So I’m an Industrial Designer and I am pretty proud of that, the only problem is trying to explain it to someone, lets say at a dinner party…so you’re an Industrial Designer huh?…so do you design industrial sized things? (…crickets…and big gulps…) Ya pretty much.
Unless you’re apart of the Industrial Design world chances are you have no idea what it is or what they do, but what you don’t realize is that they design the products that you use everyday. From you hair brush and blow dryer, to your shoes, bags, and accessories, they all had to be designed and more likely than not, they were designed by an industrial designer.
There are a few other names such as Product Designer or Transportation Designer but we do a lot of different things. Product development, engineering, manufacturing, Graphic Design, Packaging design. And within our jobs we sketch, draw, sculpt, 3-D model, engineer, build and so on.
When I was headed off to college to study art, I thought I had two options: to become an art teacher or to be a graphics designer. But then the clouds opened and I discovered Industrial Design.

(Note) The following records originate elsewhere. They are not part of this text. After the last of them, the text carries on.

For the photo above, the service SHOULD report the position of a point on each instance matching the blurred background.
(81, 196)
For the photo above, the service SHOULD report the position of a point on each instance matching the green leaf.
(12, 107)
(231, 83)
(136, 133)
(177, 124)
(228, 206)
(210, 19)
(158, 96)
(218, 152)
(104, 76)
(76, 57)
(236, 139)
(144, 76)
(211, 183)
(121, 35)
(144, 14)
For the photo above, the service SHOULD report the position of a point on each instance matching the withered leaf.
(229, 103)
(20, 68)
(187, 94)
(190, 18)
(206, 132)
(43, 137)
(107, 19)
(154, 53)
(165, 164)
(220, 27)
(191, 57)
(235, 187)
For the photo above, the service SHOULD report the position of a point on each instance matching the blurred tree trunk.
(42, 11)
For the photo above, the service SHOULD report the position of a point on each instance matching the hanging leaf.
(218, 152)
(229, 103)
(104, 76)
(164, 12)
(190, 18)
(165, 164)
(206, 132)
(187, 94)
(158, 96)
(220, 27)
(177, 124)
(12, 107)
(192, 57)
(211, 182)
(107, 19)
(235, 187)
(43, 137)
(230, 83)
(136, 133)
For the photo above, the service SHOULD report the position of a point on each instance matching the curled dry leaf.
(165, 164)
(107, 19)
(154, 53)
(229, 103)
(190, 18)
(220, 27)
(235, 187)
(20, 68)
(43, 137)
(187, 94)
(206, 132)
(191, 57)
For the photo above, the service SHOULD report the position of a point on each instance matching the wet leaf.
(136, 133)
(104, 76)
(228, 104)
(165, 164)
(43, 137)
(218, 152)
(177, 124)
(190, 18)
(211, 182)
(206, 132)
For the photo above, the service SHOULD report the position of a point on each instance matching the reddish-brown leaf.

My class list included the following: welding, wood shop, sketching, painting, sculpting, sewing, dress making, manufacture engineering, plastics and materials, engineering and technology.
One super bonus as a young single female college student was that I was the only female in many of my classes. Lots of dating potential. But don’t worry, I kept my eye of the prize to get my diploma; a Bachelor of Fine Arts from the College of Engineering and Technology. Kind of a crazy combo.
I got my first taste of product design when I designed and built this chair from cardboard and duct tape. And fortunately as my taste in design and materials matured, I was hired on as a Product Designer for Ogio International. While I headed up their Women’s Line, I also got to design for Ski/Snow, Golf, and my favorite was for the Street Bike Line.
I’m not going to lie, I love seeing my bag on the back of a macho street biker.
Product Design breaks down into two basic sub groups of hard goods and soft goods. Hard goods meaning products made from plastics and metals and soft goods make from cut and sew fabrics. My emphasis in soft goods and my background in sewing and construction sent me down the path of soft goods city. From backpacks, messenger bags, luggage, and so much more. While I stick mostly to soft goods, I have done a fair share of company logos and branding, instructional design, packaging design, and hard goods design.
All these categories combined when I took on the task of developing an all new line of sports bags and equipment for New Balance. See my portfolio on Aquaproductdesign.com If I didn’t already love them even more for their comfy Fresh Foam running shoes, and a toe box shape that was ideal for me, their retro 574 shoes are super comfy and go with just about everything. Check out the 574 Bags I did to compliment their shoe design. Photos by Kelsey Bang, aren’t they the cutest couple!?!
Another one of my favorite New Balance products was this lady’s duffel bag (shown below). It combines all the softness of apparel with functionality and breath-ability of a sports bag to make it the perfect gym bag or weekend get away pack. The tricky thing is getting that design on paper to translate over well to the finished product. It can be hit or miss with the way a factory can translate or should I say miss-translate a design. You never know what you’re going to get. So for this project it was necessary to make it out of paper first. Yes paper. And yes I shipped a paper bag to China so that they could make me the real bag….it worked out pretty dang good.
While I love to sew and love making up product ideas and translating them in to finished products, it isn’t realistic for me to sew up every product I design. The more complicated backpacks and luggage would be impossible. That’s why most of my sewing instructions for Craft Remedy are designed to be as easy and efficient as possible.
So while I still love to design products for all sorts of different companies I have loved building up the Craft Remedy brand and designing all sorts of fun digital printables (see our cool pillows and iron ons), diy projects (check out the bunny house), and sewing and craft instructions (caprons and towel robes). Same design process but way more direct connection to the customers and followers and I love it.